Revenue came in at A$1.1 million (US$820,600) in the six-month period, down 82 percent year-on-year, whilst EBITDA swung to a loss of A$2.24 million.
Donaco said that its Star Vegas property in Poipet, Cambodia, which closed starting April 27, 2021 remained closed during the half-year period.
Aristo in Vietnam was affected by a drop in foreign visitors due to the closed borders between Mainland China and the rest of the world.
That being said, Donaco said it has been shifting its focus in Vietnam towards attracting clientele from the local region – this strategy enabled Aristo to achieve positive EBITDA for the first three months of FY2022, it said.
Donaco noted that it continued to execute disciplined cost control, reaching a monthly cash burn rate of A$322,000, well within its targeted range.
Looking ahead, Donaco said it is well-positioned to return to positive growth, with 99 percent of Vietnam’s population fully vaccinated, and Thailand reaching more than 70 percent vaccination rate.
The company expects quarantine free travel to resume in Vietnam from March 15, whilst Thailand has already commenced quarantine-free travel arrivals for fully vaccinated tourists from February 1.

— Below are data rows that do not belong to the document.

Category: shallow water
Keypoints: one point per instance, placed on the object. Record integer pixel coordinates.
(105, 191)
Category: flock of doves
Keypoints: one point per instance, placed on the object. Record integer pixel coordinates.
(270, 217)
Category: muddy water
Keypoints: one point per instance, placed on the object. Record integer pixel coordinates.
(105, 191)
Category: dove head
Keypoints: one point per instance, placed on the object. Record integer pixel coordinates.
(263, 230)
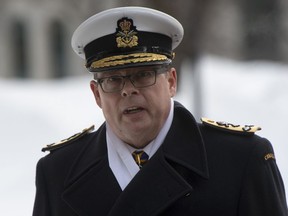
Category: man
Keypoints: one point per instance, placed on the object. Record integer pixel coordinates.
(150, 157)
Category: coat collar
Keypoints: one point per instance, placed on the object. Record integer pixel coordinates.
(183, 148)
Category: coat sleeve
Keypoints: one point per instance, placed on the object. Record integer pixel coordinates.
(263, 190)
(41, 204)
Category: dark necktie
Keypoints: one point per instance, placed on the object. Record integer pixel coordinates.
(140, 158)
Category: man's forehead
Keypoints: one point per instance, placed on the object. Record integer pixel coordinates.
(124, 71)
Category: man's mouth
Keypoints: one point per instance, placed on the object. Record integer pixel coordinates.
(132, 110)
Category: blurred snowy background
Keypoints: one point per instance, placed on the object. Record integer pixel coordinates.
(232, 65)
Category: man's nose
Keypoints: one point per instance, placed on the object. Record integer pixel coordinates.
(128, 89)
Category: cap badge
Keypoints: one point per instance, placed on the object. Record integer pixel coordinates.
(126, 33)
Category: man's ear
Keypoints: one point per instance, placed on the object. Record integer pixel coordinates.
(94, 86)
(172, 79)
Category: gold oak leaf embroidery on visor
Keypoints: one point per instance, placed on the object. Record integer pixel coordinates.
(127, 59)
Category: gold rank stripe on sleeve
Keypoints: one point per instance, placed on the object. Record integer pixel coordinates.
(68, 140)
(244, 129)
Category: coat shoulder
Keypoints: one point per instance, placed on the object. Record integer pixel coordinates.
(230, 127)
(69, 140)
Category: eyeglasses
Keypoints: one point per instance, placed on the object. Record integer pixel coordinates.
(141, 79)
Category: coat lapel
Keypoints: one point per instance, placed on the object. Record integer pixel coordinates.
(86, 191)
(91, 186)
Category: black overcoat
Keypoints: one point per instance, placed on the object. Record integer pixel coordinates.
(198, 171)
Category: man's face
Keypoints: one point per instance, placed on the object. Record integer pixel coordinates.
(136, 115)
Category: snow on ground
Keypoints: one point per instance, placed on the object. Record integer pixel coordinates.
(36, 113)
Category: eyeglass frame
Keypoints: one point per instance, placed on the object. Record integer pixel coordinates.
(157, 70)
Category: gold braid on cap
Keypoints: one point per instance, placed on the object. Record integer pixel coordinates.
(127, 59)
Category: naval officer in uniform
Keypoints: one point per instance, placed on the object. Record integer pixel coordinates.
(150, 157)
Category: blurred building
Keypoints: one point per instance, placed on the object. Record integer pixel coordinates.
(35, 34)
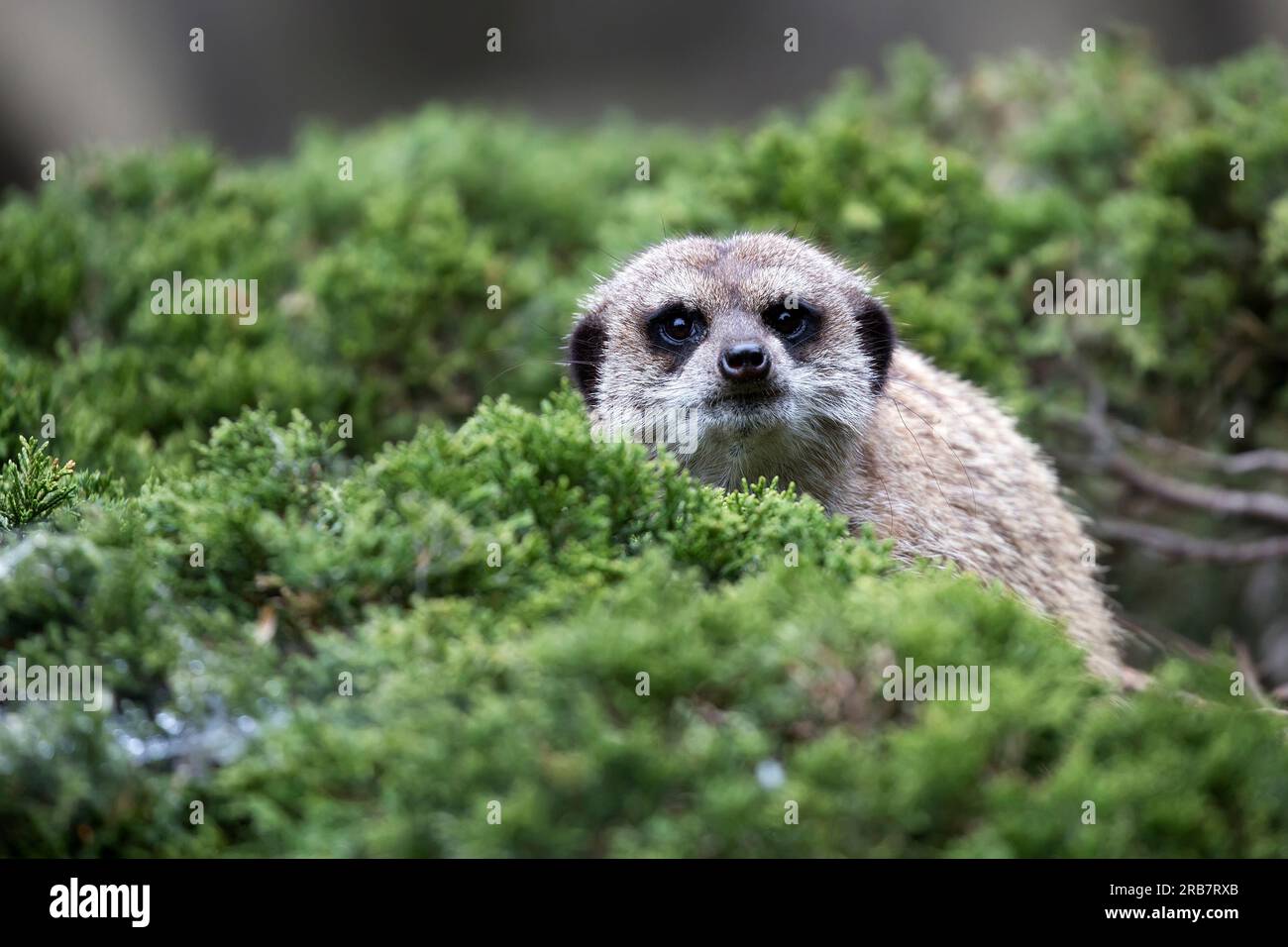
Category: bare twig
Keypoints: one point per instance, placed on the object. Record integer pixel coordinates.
(1234, 464)
(1109, 455)
(1179, 545)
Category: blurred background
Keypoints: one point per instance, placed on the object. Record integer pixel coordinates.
(90, 72)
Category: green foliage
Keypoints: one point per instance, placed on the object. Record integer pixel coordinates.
(226, 570)
(515, 680)
(34, 486)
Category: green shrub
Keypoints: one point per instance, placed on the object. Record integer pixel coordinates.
(477, 678)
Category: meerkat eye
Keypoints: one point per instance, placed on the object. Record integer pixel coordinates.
(790, 321)
(678, 325)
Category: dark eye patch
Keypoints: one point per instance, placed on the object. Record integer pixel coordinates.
(795, 321)
(677, 328)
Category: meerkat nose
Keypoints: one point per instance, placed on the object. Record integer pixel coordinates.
(745, 361)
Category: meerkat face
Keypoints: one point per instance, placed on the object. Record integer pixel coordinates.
(733, 341)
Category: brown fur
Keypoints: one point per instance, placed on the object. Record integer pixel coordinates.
(880, 438)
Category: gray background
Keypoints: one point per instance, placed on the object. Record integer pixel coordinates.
(93, 72)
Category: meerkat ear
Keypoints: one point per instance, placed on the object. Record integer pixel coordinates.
(587, 352)
(876, 331)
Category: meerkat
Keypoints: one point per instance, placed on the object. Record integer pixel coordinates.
(784, 363)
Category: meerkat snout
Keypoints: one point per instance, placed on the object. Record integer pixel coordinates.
(745, 361)
(772, 359)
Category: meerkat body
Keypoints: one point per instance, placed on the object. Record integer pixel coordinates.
(784, 364)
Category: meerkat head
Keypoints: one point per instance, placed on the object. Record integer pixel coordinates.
(742, 339)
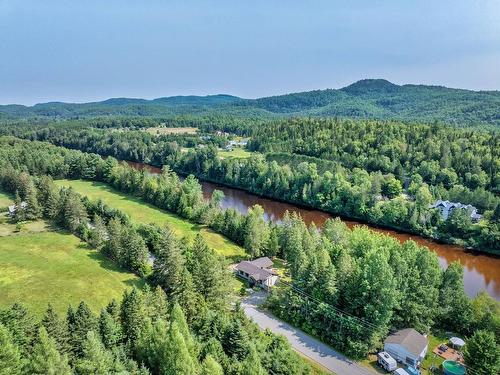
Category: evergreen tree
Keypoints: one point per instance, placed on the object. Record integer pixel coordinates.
(81, 323)
(482, 353)
(33, 210)
(109, 329)
(22, 326)
(98, 234)
(19, 209)
(236, 341)
(211, 367)
(95, 359)
(133, 315)
(45, 359)
(169, 262)
(10, 357)
(56, 329)
(209, 274)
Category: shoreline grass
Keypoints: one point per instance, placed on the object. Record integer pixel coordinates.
(57, 267)
(142, 212)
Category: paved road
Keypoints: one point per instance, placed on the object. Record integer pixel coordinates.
(301, 341)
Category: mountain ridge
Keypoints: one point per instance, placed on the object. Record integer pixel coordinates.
(367, 98)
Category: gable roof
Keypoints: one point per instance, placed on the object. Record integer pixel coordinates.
(253, 271)
(410, 339)
(263, 262)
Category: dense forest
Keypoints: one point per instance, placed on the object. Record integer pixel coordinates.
(186, 325)
(369, 99)
(385, 173)
(349, 287)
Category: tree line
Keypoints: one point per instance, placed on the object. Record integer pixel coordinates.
(369, 277)
(185, 326)
(394, 197)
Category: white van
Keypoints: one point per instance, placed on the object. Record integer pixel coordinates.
(386, 361)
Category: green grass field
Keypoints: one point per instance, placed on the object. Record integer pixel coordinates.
(142, 212)
(239, 153)
(56, 267)
(5, 201)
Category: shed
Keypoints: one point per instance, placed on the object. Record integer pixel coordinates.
(407, 346)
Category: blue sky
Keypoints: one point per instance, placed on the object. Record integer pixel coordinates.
(79, 51)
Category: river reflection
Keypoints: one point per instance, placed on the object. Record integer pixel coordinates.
(480, 271)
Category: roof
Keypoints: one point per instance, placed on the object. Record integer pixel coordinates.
(263, 262)
(412, 341)
(448, 205)
(255, 272)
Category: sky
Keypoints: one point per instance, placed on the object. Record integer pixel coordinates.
(80, 51)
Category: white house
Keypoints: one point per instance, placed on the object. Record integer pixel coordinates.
(407, 346)
(447, 207)
(13, 208)
(258, 272)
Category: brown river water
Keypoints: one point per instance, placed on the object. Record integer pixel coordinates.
(481, 271)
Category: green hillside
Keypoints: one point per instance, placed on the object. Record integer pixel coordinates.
(370, 98)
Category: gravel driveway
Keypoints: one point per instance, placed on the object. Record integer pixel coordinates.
(301, 341)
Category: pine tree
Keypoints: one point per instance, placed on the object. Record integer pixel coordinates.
(95, 359)
(179, 359)
(482, 353)
(32, 210)
(19, 210)
(211, 367)
(236, 341)
(82, 322)
(98, 234)
(114, 248)
(209, 274)
(57, 329)
(178, 318)
(45, 359)
(22, 327)
(133, 315)
(110, 330)
(10, 357)
(169, 262)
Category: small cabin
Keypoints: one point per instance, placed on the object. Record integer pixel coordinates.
(258, 272)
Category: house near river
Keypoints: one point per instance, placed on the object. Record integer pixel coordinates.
(257, 272)
(407, 346)
(447, 207)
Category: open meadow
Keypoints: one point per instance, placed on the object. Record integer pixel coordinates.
(142, 212)
(41, 266)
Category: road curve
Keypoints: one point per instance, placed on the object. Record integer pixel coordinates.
(301, 341)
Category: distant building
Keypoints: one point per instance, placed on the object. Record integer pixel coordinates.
(258, 272)
(447, 207)
(13, 208)
(407, 346)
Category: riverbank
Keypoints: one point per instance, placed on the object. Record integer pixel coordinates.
(480, 269)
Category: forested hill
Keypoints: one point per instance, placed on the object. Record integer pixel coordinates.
(370, 98)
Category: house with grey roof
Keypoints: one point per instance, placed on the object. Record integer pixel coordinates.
(407, 346)
(13, 208)
(257, 272)
(447, 207)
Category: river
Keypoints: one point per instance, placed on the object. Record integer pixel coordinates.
(481, 271)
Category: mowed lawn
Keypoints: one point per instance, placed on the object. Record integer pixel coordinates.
(142, 212)
(56, 267)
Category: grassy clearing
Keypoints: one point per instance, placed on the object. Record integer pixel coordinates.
(56, 267)
(161, 130)
(239, 153)
(142, 212)
(5, 201)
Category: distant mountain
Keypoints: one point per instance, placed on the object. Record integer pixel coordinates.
(369, 98)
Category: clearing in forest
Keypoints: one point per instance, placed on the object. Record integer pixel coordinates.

Donaco’s non-executive chairman, Paul Porntat said: “Looking ahead I am optimistic about Donaco’s future. Strong vaccination rates in the region where we operate have led the governments of both Thailand and Cambodia to target the easing of border and travel restrictions.
“Additionally, towards the end of 2021, the government of Vietnam approved the construction of Sapa airport, which presents a significant opportunity for our Aristo casino to attract new customers.”
“These increasingly positive macroeconomic factors, combined with our strengthened balance sheet and cost efficient operations, have placed us in a good position to achieve sustainable long-term growth as life and travel patterns gradually return to normal.”